You’re My Heart, You’re My Soul

» des Modern Talking – un homme appelé Nicu Ceauşescugrimpa jusqu’à lui et tenta de lui donner quelques conseils de mix. Comme il l’aurait fait pour n’importe quel emmerdeur qui déboulait dans son espace vital de DJ, Sorin lui dit de dégager. Malheureusement, Nicu s’avéra être le fils du dictateur roumain en place : Nicolae Ceauşescu.

Le lendemain, Sorin était au chômage. « J’ai beaucoup souffert », raconte-t-il. « Etre un DJ était mon mode de vie – ma raison de respirer. »

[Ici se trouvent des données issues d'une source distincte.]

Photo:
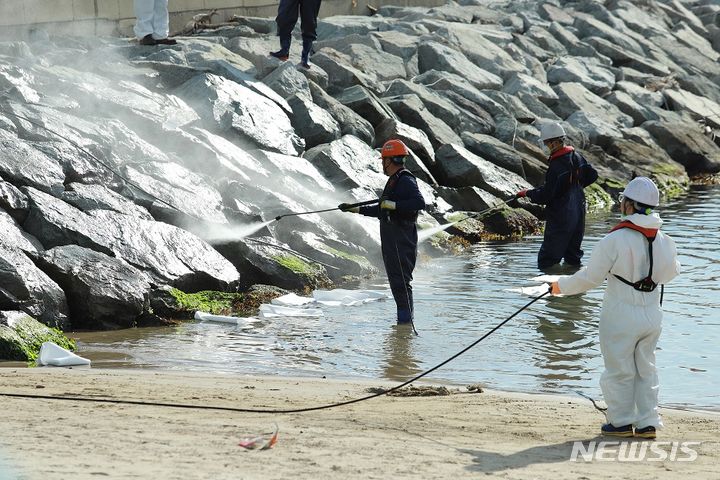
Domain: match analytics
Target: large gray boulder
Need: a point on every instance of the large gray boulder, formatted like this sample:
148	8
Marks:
457	118
481	50
313	123
436	56
627	105
350	123
13	201
339	67
178	195
98	197
103	292
471	199
505	156
166	253
446	82
397	43
520	83
239	111
266	261
590	72
627	58
340	258
686	145
348	163
458	167
286	80
14	236
25	287
575	97
588	26
21	164
378	64
366	104
699	107
411	110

Après la chute du communisme en 1989, Sorin est redevenu DJ pendant six ans. Aujourd’hui, il ne joue ses sets que sur demande et se retrouve parfois dans des lieux aussi étranges qu’une conférence sur la chirurgie laparoscopique. Mais même là-bas, il s’est arrangé pour faire partir une chenille dans le public. Il soutient également la musique roumaine, à la télévision et à la radio, et aide les artistes qui veulent se détacher du mainstream. Il avoue ne pas aimer les clubs d’aujourd’hui. « Les DJ’s sont comme des machines », se plaint-il. « Ils ne disent rien et jouent le même style de musique, encore et encore. En plus, tout le monde fume. »

Aujourd’hui, Sorin semble épanoui dans son nouveau job : prof d’aïkido. Et quand il emmène les enfants s’entrainer dehors, chaque samedi matin, tous les habitants du coin se penchent à leur fenêtre pour le regarder travailler – exactement comme lorsqu’il était aux commandes des platines du Disco CH.